Gone to See the World. Semester at Sea Spring 2016 Voyage on the MV World Odyssey. Day 13: Crossing the Pacific Ocean From Hawaii to Japan.

It was a long day. I got up well before dawn, and got a silhouette image of the forward deck statue. Then a so, so sunrise image. In my cabin on the 8th deck was an oil painting, with a brass label and signature on the painting of Claude Monet. I asked one of the art history students if she could identify the painting and if it was the original or a copy? I didn’t really believe that it was the original, but the ship (MV Deutschland) when Semester at Sea wasn’t leasing it as the MV World Odyssey did have a lot of art work (paintings, statues, gold chandeliers, exotic woods, brass fittings, china dining ware, etc). When I got back home, I was able to do a Google image search, and found that it was indeed a painting by Claude Monet “Path Through the Corn at Pourville“.  The original is listed as being in a private collection. For sunset, I set up a camera to do a time-lapse sequence on the forward upper deck, which I made into a video. There was a 1980’s disco for the faculty, staff, and life-long-learners (students not invited) in the faculty lounge/bar. To end the day I got an image of the constellation Orion while standing on a moving ship. The sensors on the new cameras are amazing, and can capture images in very low light situations. In the past, I would have had to use a much longer exposure where you would see the stars as jagged lines.



Individual images in the slide show can be viewed here.

The constellation Orion in the night sky from the aft deck of the MV World Odyssey. Image taken with a Fuji X-T1 camera and 35 mm f/1.4 lens (ISO 6400, 35 mm, f/16, 1/60 sec). (David J Mathre)
The constellation Orion in the night sky from the aft deck of the MV World Odyssey. Image taken with a Fuji X-T1 camera and 35 mm f/1.4 lens (ISO 6400, 35 mm, f/16, 1/60 sec). (David J Mathre)

Two-Years Ago (17-January-2016) — Pacific Ocean

Gone to See the World. Semester at Sea Spring 2016 Voyage on the MV World Odyssey. Day 12: Crossing the Pacific Ocean From Hawaii to Japan.

This was the day that magic happened. We lost a day, 16-Jan-16 never happened. Look at the images carefully to find the alien pretending to be a student on the voyage, and when gravity was suspended. Too bad if anyone on the ship had their birthday on the missing day.



Individual images in this slide show can be viewed here.



Individual images in the slide show can be viewed here.
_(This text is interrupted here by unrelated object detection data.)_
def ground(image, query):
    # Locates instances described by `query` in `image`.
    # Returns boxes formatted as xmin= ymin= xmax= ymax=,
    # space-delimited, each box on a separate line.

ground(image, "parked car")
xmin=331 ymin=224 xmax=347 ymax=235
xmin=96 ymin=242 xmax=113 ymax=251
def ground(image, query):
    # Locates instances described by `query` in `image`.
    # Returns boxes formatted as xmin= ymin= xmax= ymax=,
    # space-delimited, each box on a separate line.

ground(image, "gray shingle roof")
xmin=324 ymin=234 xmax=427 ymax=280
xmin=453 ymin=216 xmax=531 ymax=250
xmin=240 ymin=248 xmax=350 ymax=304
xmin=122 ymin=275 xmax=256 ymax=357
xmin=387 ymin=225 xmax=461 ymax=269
Outdoor breakfast after shooting dawn and sunrise on the deck of the MV World Odyssey. Image taken with a Fuji X-T1 camera and 35 mm f/1.4 lens (ISO 200, 35 mm, f/7, 1/125 sec). (David J Mathre)
Outdoor breakfast after shooting dawn and sunrise on the deck of the MV World Odyssey. Image taken with a Fuji X-T1 camera and 35 mm f/1.4 lens (ISO 200, 35 mm, f/7, 1/125 sec). (David J Mathre)



Individual images in the slide show can be viewed here.

First Quarter Moon from the deck of the MV World Odyssey. Image taken with a Nikon One V3 camera and 70-300 mm VR lens (ISO 200, 300 mm, f/5.6, 1/250 sec). Field of View equivalent to an 810 mm lens on a 35 mm sensor camera. (David J Mathre)
First Quarter Moon from the deck of the MV World Odyssey. Image taken with a Nikon One V3 camera and 70-300 mm VR lens (ISO 200, 300 mm, f/5.6, 1/250 sec). Field of View equivalent to an 810 mm lens on a 35 mm sensor camera. (David J Mathre)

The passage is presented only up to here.